Monsieur le président, monsieur le ministre, mes chers collègues, la voie de la réforme de la politique agricole commune, la PAC, est désormais ouverte. Nous avons aujourd’hui un point de départ et un repère.
Le point de départ est la communication de la Commission européenne du 18 novembre dernier, même s’il faut attendre l’été 2011 pour avoir des propositions législatives.
Le repère est la position commune franco-allemande pour une politique agricole forte à l’horizon de 2020, une position à laquelle se sont ralliées plusieurs États membres, mais pas tous.
Le silence du Royaume-Uni n’est pas surprenant, car l’aversion à la PAC est dans ce pays une sorte de ciment culturel. En revanche, la réserve de la Pologne, qui est un autre grand partenaire agricole, ne doit pas être négligée. En outre, quelques surprises ne sont pas à exclure...
Ainsi, la voie de la réforme est ouverte, mais est loin d’être déjà tracée.
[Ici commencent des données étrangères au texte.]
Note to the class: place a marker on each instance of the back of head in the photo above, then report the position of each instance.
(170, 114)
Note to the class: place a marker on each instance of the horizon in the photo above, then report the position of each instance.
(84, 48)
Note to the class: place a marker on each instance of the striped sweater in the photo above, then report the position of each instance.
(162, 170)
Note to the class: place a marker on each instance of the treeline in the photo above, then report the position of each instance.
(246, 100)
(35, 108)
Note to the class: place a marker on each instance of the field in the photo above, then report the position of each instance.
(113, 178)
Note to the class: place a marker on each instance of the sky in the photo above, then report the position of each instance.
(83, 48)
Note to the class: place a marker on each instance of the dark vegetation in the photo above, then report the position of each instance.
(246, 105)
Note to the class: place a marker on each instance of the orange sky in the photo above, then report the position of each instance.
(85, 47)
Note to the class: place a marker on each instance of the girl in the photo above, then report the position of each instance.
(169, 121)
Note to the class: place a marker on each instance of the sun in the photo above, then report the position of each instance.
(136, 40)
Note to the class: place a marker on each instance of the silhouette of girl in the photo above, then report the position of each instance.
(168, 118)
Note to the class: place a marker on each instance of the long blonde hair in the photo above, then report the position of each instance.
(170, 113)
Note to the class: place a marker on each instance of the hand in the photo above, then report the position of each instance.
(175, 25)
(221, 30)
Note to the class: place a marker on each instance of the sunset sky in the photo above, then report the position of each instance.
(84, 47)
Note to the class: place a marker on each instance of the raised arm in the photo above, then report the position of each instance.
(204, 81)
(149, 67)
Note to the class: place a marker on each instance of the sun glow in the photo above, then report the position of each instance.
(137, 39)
Quelle que soit l’attitude des uns et des autres, on ne peut qu’être satisfait, et même soulagé, par la tournure que prend cette négociation. Quelle évolution en deux ans à peine ! Bien sûr, les circonstances ont changé et la menace de crise alimentaire a pesé, mais, comme toujours, le poids des hommes a compté davantage.
Le commissaire européen chargé de l’agriculture est un ami de la PAC. Cela se sait, cela se sent ! Mais j’ose ajouter que vous-même, monsieur le ministre, êtes un atout maître dans cette négociation, dont la clef se trouve dans la capacité à fédérer et à nouer des alliances. Vous ne ménagez pas vos efforts, et cela se sait aussi.
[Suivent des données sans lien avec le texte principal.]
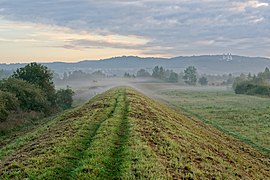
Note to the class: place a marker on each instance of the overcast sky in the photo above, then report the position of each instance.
(73, 30)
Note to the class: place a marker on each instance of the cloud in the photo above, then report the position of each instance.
(153, 27)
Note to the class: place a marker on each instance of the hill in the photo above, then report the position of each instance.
(124, 134)
(210, 64)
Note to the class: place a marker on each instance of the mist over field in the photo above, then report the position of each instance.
(142, 89)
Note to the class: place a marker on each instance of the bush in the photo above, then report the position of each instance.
(64, 98)
(8, 103)
(29, 96)
(39, 76)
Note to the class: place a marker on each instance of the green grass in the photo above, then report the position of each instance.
(122, 134)
(245, 117)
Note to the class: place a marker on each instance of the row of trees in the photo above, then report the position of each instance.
(190, 75)
(253, 85)
(81, 75)
(31, 89)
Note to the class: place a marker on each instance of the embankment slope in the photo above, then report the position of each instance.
(122, 134)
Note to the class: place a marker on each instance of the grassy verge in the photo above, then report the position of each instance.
(122, 134)
(243, 117)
Lors d’une mission de notre groupe de travail commun entre la commission des affaires européennes et la commission de l’économie, du développement durable et de l’aménagement du territoire, le président du principal syndicat agricole allemand nous a confié que vous étiez venu, personnellement, huit fois de suite à Berlin pour obtenir cet accord. Cette détermination est récompensée, car la réussite est là.
De même, les motifs de satisfaction sont nombreux dans la communication de la Commission européenne. Il me suffit d’évoquer le rappel du principe de sécurité alimentaire, le maintien des aides directes, en excluant l’idée d’un taux unique à l’hectare en Europe, le soutien aux petites structures et aux zones à handicap et le rappel de l’importance des services fournis par les agriculteurs, y compris environnementaux.
Cette évocation permet de retrouver une légitimité et un appui populaire. La PAC est une politique pour tous qui sert l’ensemble des citoyens.
L’orientation générale est donc satisfaisante. Toutefois, l’organisation d’un débat au Sénat n’aurait pas de sens si nous nous contentions de nous adresser des louanges et de déclamer notre confiance.
En effet, ces motifs de satisfaction ne doivent pas cacher quelques inquiétudes, que je présenterai en deux volets.
En premier lieu, la communication de la Commission européenne suscite quelques réserves qui sont autant d’interrogations.
La première de ces réserves porte sur le silence gardé sur le budget.
C’est évidemment un choix qui a ses avantages, car, pour la première fois, on parle du fond avant de parler des crédits. Mais la question budgétaire se posera bientôt et elle risque de perturber nombre de nos attentes. À enveloppe budgétaire constante – on ne voit pas comment il pourrait en être autrement dans les circonstances financières actuelles ! –, plusieurs États membres n’en font pas mystère, s’il fallait arbitrer entre politique de cohésion et PAC, ils choisiraient la première.
Je n’ose pas dire : « Et nous ? », mais cette question ne peut être éludée. Le nouveau périmètre ministériel étendu à l’aménagement du territoire vous place d’ailleurs, monsieur le ministre, dans une situation d’arbitrage en la matière.
La deuxième réserve porte sur les absences.
Le concept de régulation semble abandonné. L’intervention n’est conservée qu’au titre de filet de sécurité. Mais, en réalité, ce filet sécurise de moins en moins.
Par ailleurs, le terme « alimentation » est quasi absent. Il figure certes dans le titre, mais nulle part ailleurs. Or je suis de ceux qui pensent que la PAC aurait retrouvé une légitimité si, au lieu de parler d’« aides aux revenus », on avait parlé d’« alimentation ».